The Influence of the Connected Educator

I, like many educators, use the term "connected educator" perhaps too lightly. Yes, I am proficient in Google Suite for Education and with Apple and Microsoft products; I love using Flipgrid in the classroom; I blog (thought not as much as I should) and I love using Twitter for education chats and for connecting with my PLN. But am I truly harnessing the power of being a connected educator?
In his contribution for the anthology EduSnap17, Vol 1, Curren Dee laments, "The problem is that my school would say they provide digital access because we have access to Chromebooks and iPads, but this is NOT digital access." Curran describes classrooms where he is provided worksheets and limited choice, and then he paints of picture of how he learns at home. With true access, the world is at his fingertips. He is able to explore and investigate all manner of topics that interest him, all while his classmates are subjected to the education provided by their teacher at their "connected school."

Like many buzzwords, "connected educator" makes us feel like we are progressive, that we are somehow introducing students to the wide world that Curran explores away from school. Yet how many connected students are in our truly unconnected classrooms, feeling bored or out of place? Why am I not leveraging all the tools at my disposal to improve student learning? How does my image as a connected educator impact my students, both directly and indirectly?

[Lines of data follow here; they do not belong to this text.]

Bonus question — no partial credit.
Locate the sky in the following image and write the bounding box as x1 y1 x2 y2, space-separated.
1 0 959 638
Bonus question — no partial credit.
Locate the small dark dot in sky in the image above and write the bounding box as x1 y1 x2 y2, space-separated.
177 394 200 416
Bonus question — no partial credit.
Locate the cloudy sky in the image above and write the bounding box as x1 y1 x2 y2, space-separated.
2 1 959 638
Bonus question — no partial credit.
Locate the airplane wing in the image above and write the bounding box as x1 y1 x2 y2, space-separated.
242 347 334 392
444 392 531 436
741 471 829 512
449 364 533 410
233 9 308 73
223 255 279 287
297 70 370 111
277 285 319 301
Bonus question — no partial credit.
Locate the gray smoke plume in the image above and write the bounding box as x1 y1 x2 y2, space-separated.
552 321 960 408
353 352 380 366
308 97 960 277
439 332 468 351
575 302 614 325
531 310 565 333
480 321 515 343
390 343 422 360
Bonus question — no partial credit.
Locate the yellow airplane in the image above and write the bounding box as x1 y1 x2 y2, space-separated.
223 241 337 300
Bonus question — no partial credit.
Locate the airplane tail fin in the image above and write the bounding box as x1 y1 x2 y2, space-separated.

Directly, I am actively inhibiting student learning any time I do not put my students at the center of a lesson or unit. Students are curious and they want to learn. Providing the most choice and as many outlets for their curiousity as possible is incumbent upon me. Using our iPads and other devices in the classroom break down the traditional four-wall structure of learning and open to students infinite possibilities. Studying Brave New World? Why not find an expert on Vedic Hinduism to join us via Skype or Flipgrid and answer questions about Aldous Huxley's philosophies as he wrote his novel? How can I best allow students to publicly share their written work and projects to a wider community than just the classroom or school? Dr. Nicol Howard writes in an Edutopia piece entitled "5 'Be's' for Connected and Curious Educators," "Be willing to connect with and learn about your colleagues." Am I the world's leading expert on BNW and Huxley? Of course not, so this means to give my students the best experiences, I must stand on the shoulders of giants and connect with those educators who are or who simply have amazing lesson plans. Being a connected educator means using all means possible to engage my students and enrich their experiences in school.
Indirectly, how I leverage technology in the classroom changes my students' views toward the world and their places within it. Howard's fifth "Be" in her article is "Be a current and curious educator." Being able to model for my students different platforms and apps is important enough, but being able to model intellectual curiosity is greater still. For every Curran who rushes home to his computer and his internet to research whatever is buzzing in his brain, there are ten who see their iPads and/or phones solely as portals for Fortnite or who rush home to no computer, no internet, no devices at all. Truly engaging students with the power of connectivity gives them a voice, gives them a choice in their learning, and this could change everything for them. Even if it changes everything for just one of my students, it is still worth it. I cannot single-handedly close the equity gap. I cannot freely hand out social capital to those with little. But for the time students are in my classroom, I can make it an equitable place where every student's opinion matters; where everyone is respected and respectful; and where, if only for forty minutes a day, they have options they may not for the other 23 hours a day.

Before I call myself a connected educator again, I must do better to expand this term to more fully encompass what I want to do or be, but what I actually do. I need more lessons and units with students at the center, engaging collaboratively with each other and calling on experts around the world through technology to explore topics that are well beyond my four walls and my own knowledge.

In one of my favorite Ted Talks, Teachers Create What They Experience, presented by Katie Martin, Martin advocates for using all the tools at our disposal in innovative ways to make sure we do not squelch the love of learning and the curiosity with which our students arrive to school. While bypassing the hurdles and obstacles that come with technology in schools is never easy, the outcomes, directly and indirectly, are far too important to gloss over. This mindset, moving onto the 2018-2019 school year, will be my new focus, and I am excited to see where it leads me and my students.